00:05Chaque élection, vous le savez, voit un gagnant et des perdants.
00:07Et ces perdants, ils ne disparaissent pas forcément du paysage.
00:10Parfois, les perdants sont aussi gagnants dans le jeu complexe qu'est la politique.
00:15On en parle avec notre invitée de 8h15.
00:16Bonjour Catherine Mangin.
00:17Bonjour.
00:18Et bienvenue sur le plateau de Télématin.
00:19Merci.
00:20L'art de perdre en politique, c'est ici.
00:22De Giscard à Macron, les politiques face à l'échec.

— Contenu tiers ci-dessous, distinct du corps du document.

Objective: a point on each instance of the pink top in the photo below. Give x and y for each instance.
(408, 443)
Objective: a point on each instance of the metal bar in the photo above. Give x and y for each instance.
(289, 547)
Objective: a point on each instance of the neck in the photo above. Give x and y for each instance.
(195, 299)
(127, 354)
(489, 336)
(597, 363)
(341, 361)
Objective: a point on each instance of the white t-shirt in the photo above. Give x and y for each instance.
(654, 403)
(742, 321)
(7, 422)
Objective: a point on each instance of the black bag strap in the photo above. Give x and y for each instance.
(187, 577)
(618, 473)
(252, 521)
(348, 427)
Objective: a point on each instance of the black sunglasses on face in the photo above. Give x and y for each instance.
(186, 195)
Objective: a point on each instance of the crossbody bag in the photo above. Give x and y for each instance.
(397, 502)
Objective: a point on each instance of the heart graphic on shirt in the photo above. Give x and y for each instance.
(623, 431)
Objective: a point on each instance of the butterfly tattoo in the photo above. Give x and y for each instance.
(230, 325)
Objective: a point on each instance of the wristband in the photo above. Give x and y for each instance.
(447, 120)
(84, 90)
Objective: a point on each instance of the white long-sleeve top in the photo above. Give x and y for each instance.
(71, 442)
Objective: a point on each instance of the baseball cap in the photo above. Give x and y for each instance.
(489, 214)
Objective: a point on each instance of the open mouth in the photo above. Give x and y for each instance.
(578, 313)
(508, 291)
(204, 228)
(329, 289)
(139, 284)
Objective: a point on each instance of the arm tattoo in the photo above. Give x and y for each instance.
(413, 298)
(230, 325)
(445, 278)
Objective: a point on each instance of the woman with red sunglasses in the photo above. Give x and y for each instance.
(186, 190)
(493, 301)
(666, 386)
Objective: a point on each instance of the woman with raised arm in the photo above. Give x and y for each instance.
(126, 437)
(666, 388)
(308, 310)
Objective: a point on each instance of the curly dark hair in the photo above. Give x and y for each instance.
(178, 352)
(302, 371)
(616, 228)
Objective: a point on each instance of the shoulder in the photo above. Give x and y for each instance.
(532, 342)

00:25C'est votre livre aux éditions Stock, co-écrit avec la journaliste politique Elisabeth Martichoux.
00:29On commence avec une question d'actualité.
00:31Si vous le voulez bien, la situation politique en France est inédite.
00:34C'est la conséquence directe de la dissolution ratée du président de la République Emmanuel Macron
00:38après les européennes de juin dernier.
00:40Est-ce là, cette dissolution, le symbole de son échec ?
00:43Alors effectivement, Emmanuel Macron a pris une décision complètement inouïe
00:48dans l'histoire de la vie politique.
00:50C'est une décision qu'on peine encore à expliquer politiquement aujourd'hui.
00:54C'est pour ça qu'il y a parfois aussi quelques explications assez psychologisantes.
00:57Donc, il a pris cette décision seul.
00:59Il a pris cette décision de manière radicale.
01:02Et à ce moment-là, effectivement, il ne savait pas ce qui allait se passer.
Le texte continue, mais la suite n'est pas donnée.